The No Observed Adverse Effect Concentration (NOAEC) for systemic effects was determined to be 20 ppm (approximately 30 mg/m3) based on decreased body weight following exposure to 50 ppm. No NOAEC for local effects was established as irritant/corrosive effects were observed at all dose levels tested.

With regard to the inhalation route of exposure, a guideline-compliant repeated-dose inhalation study should elicit systemic toxicity at the highest test concentration. Since the local corrosive effects of chlorosilanes would be significant, a valid inhalation study according to the relevant guidelines is technically not feasible. It is also unlikely that any systemic effects would be seen at dose levels made sufficiently low to prevent the known corrosive effects and/or distress in the test species, which also applies for oral studies. This hypothesis has been confirmed in a 28-day inhalation study with a chlorosilane, dichloro(dimethyl)silane (CAS 75-78-5, WIL, 2014). In this 4-week repeated dose study inhalation administration of dichloro(dimethyl)silane at targeted concentrations of 5 or 25 ppm (26 or 132 mg/m³) or hydrogen chloride at 50 ppm (75 mg/m³) to rats for 5 days per week for 4 weeks resulted in subacute inflammation, hyperplasia and/or hyperkeratosis of the squamous epithelium and mucous cell hyperplasia of the respiratory epithelium in the anterior nasal cavity. There was a clear dose-relationship in incidence and severity between the 26 or 132 mg/m³ dichloro(dimethyl)silane groups for the majority of findings. Exposure to 132 mg/m³ dichloro(dimethyl)silane or 75 mg/m³ hydrogen chloride was also associated with interstitial oedema and respiratory epithelial degeneration within the anterior nasal cavity and acute inflammation in the larynx. Generally the incidence and severity of effects were similar in the 132 mg/m³ dichloro(dimethyl)silane and 75 mg/m³ hydrogen chloride groups, or greater in the hydrogen chloride group.

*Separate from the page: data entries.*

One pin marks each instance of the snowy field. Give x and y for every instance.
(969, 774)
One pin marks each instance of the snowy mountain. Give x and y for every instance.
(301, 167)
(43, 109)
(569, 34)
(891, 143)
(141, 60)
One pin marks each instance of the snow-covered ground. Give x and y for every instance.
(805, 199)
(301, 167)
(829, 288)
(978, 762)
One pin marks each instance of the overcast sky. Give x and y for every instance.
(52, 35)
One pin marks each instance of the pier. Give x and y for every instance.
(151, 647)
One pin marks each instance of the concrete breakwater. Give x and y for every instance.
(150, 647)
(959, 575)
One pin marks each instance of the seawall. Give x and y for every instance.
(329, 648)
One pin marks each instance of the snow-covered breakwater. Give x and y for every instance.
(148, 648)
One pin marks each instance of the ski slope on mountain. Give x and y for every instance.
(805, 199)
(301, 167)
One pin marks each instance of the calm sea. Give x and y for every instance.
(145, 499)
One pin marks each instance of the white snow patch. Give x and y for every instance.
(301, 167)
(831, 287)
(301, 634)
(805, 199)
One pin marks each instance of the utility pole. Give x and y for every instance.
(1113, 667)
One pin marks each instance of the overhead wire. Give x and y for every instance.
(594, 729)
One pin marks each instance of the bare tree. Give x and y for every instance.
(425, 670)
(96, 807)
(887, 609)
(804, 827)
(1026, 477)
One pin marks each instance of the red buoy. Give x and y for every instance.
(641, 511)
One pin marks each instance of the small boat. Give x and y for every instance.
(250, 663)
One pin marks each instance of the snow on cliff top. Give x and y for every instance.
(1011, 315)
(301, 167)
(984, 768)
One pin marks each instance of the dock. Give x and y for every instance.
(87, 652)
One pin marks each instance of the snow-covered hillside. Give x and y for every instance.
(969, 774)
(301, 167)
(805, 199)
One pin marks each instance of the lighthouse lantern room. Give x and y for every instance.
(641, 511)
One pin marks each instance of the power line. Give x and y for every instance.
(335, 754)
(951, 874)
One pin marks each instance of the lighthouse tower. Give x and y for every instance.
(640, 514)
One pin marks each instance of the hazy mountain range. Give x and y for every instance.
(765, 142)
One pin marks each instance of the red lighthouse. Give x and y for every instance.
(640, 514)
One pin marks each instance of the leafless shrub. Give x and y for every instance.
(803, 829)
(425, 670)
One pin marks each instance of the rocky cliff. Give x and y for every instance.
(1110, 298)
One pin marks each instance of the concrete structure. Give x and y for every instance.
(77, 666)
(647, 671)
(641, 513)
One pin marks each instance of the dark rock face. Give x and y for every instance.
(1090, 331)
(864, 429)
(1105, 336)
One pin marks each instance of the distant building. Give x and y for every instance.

The incidence and severity of the effects in the hydrogen chloride exposed group were generally comparable to those noted in the 90-day inhalation study with hydrogen chloride (Toxigenics, 1983). Overall, the histopathology observations in the nasal cavity did not suggest a greater irritant effect for the 132 mg/m³ dichloro(dimethyl)silane group compared with the 75 mg/m³ hydrogen chloride group.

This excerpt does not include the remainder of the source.